Desde los célebres consejos de Tristan Tzara en los orígenes del dadaísmo por los inicios del siglo XX todo cambió despampanantemente: agarrar un artículo del periódico, recortar todas las palabras, meterlas en una bolsa, agitarla, sacar una por una las palabras recortadas y en ese orden armar con ellas el poema. Esta acción (¿performance?) haría de uno un “escritor infinitamente original y de una sensibilidad hechizante, aunque incomprendido del vulgo”. De esos poemas está dichosamente llena la Literatura. El surrealismo se nutrió de esos poemas y otras soluciones imaginarias para la creación. Empezamos a saber que entender o no entender una obra de arte no tiene la más mínima importancia si esa obra no nos ha hecho aceptar lo que es cierto porque es imposible (Tertuliano/Lezama).
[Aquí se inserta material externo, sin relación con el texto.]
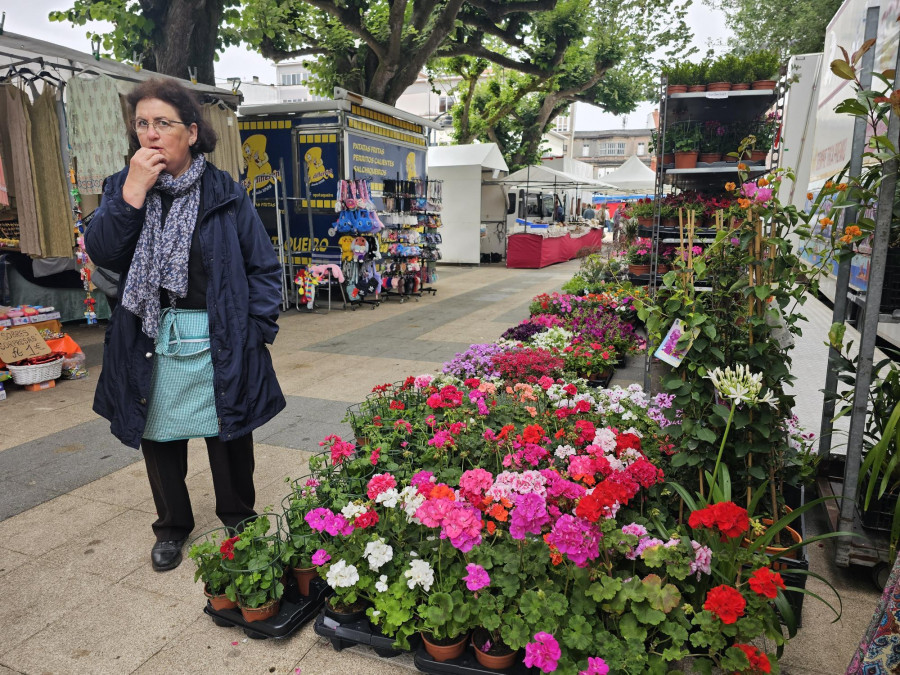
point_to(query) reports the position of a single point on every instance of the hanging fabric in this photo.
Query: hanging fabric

Federico García Lorca, medularmente poeta, encontró en el surrealismo esencias poetizadoras. Así lo demuestra El paseo de Buster Keaton. Se trata de un texto híbrido en tanto tiene de guion cinematográfico combinado con elementos dramáticos donde existen disparatadas acotaciones metafóricas. Lorca pone en palabras las imágenes keatonianas de la pantalla. Para muestra, detengámonos en la anotación sobre los ojos del personaje de Keaton: “infinitos y tristes, como los de una bestia recién nacida, sueñan lirios…”
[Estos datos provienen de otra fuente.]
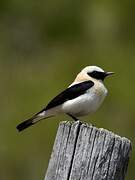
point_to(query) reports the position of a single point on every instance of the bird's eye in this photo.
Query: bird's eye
(97, 75)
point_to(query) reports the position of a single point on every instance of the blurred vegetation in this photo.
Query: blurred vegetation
(43, 45)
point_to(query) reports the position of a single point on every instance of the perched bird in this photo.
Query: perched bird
(82, 97)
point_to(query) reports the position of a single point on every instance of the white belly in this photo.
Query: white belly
(86, 103)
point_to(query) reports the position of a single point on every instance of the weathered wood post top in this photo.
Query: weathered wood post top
(84, 152)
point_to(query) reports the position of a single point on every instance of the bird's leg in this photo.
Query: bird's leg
(73, 117)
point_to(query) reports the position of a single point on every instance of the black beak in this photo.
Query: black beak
(108, 73)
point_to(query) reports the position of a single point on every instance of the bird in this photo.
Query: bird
(82, 97)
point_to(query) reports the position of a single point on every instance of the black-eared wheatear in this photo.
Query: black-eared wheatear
(82, 97)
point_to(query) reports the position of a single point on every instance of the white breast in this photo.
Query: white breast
(86, 103)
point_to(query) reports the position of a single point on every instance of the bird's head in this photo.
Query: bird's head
(96, 72)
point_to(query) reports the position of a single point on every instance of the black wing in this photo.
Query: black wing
(70, 93)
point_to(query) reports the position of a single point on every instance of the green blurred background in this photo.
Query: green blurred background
(43, 45)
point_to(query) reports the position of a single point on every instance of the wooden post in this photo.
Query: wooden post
(84, 152)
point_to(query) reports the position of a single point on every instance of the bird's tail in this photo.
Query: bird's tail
(29, 122)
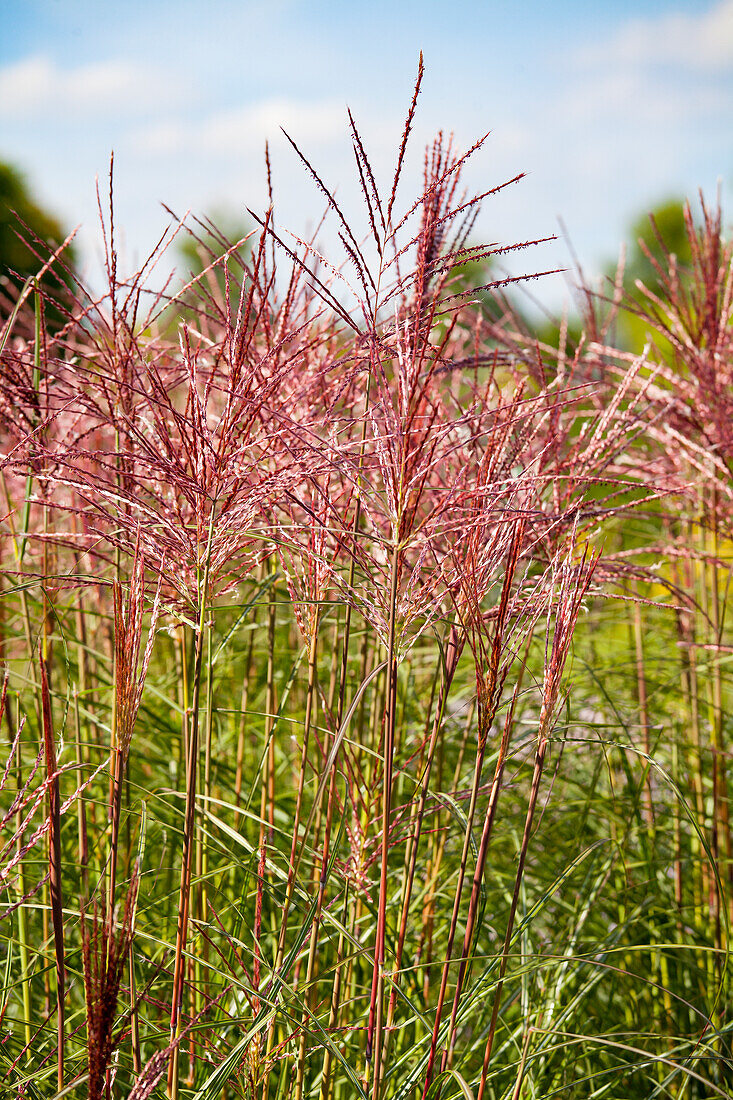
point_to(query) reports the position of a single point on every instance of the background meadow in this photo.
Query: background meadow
(367, 649)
En 1925 Lorca escribía junto a otras piezas Diálogo de la bicicleta de Filadelfia, lo que luego sería, probablemente a instancias de Dalí, El paseo de Buster Keaton. A esos textos se refirió en carta a un amigo: “Hago unos diálogos extraños, profundísimos de puro superficiales, que acaban todos ellos en una canción… Ya tengo hechos La doncella el marinero y el estudiante, El loco y la loca, Diálogo de la bicicleta de Filadelfia… Poesía pura, desnuda. Creo que tienen un gran interés. Son más universales que el resto de mi obra”
El memorable actor de cine, sus películas silentes, en blanco y negro encuentran en El paseo de Buster Keaton indescifrables vivencias profundamente teatrales que ahora en La Habana un grupo de jóvenes actores viven con rigor.
Teatro El Público hace la tercera puesta cubana de El paseo de Buster Keaton, antes se había visto a través de la magia del guiñol (Teatro Nacional de Guiñol 1964, por los hermanos Camejo y Pepe Carril; Teatro de Las Estaciones 2014).
En el Trianón de la calle Línea Federico García Lorca y Buster Keaton andan de la mano de Yanier Palmero quien ha ensamblado al poeta y la poiesis cinematográfica de Buster Keaton.
La puesta de El paseo de Buster Keaton no precisa que sigamos una historia. Las causas y los efectos del suceder escénico están hilvanados desde la imantación azarosa de gracias, burlas, esplendores desconcertantes que permiten un zafarrancho de asociaciones solo referenciables desde un automatismo en la percepción de la escritura escénica. En esta puesta tanto desde el punto de vista formal como de contenido las conexiones son rotas por “una causalidad de las excepciones” (Lezama) que se produce en ese puente de lo racional a lo imaginado.
El paseo de Buster Keaton en Teatro El Público deslumbra en la composición de imágenes más que en la presentación de situaciones dramáticas. Estamos ante un ejercicio teatral que puede ser calificado de discurso incomprensible delirantemente maravilloso.
Las actuaciones parecieran regidas por la simplificación de lo absurdo en briosos gestos y mímicas soberanas. Lo teatral acciona desde una lógica cuya incoherencia hace de la puesta un “diálogo tiernísimo” con el público.
El paseo de Buster Keaton es un texto prodigioso por su inmanente evocación ilegible. En Teatro el Público ha sido un punto metamorfósico de inmersión en la poética lorquiana derivada en una diversidad resuelta por la gravitación de la teatralidad operante.
La textura críptica de la obra alcanza coherencia en el pensar y el imaginar lo teatral desde la perspectiva de que cualquier cosa es en sí misma todas las cosas: lo cierto porque es imposible (Vico/Tertuliano/Lezama). De esa conjunción se historian imágenes de potente valor dramatúrgico.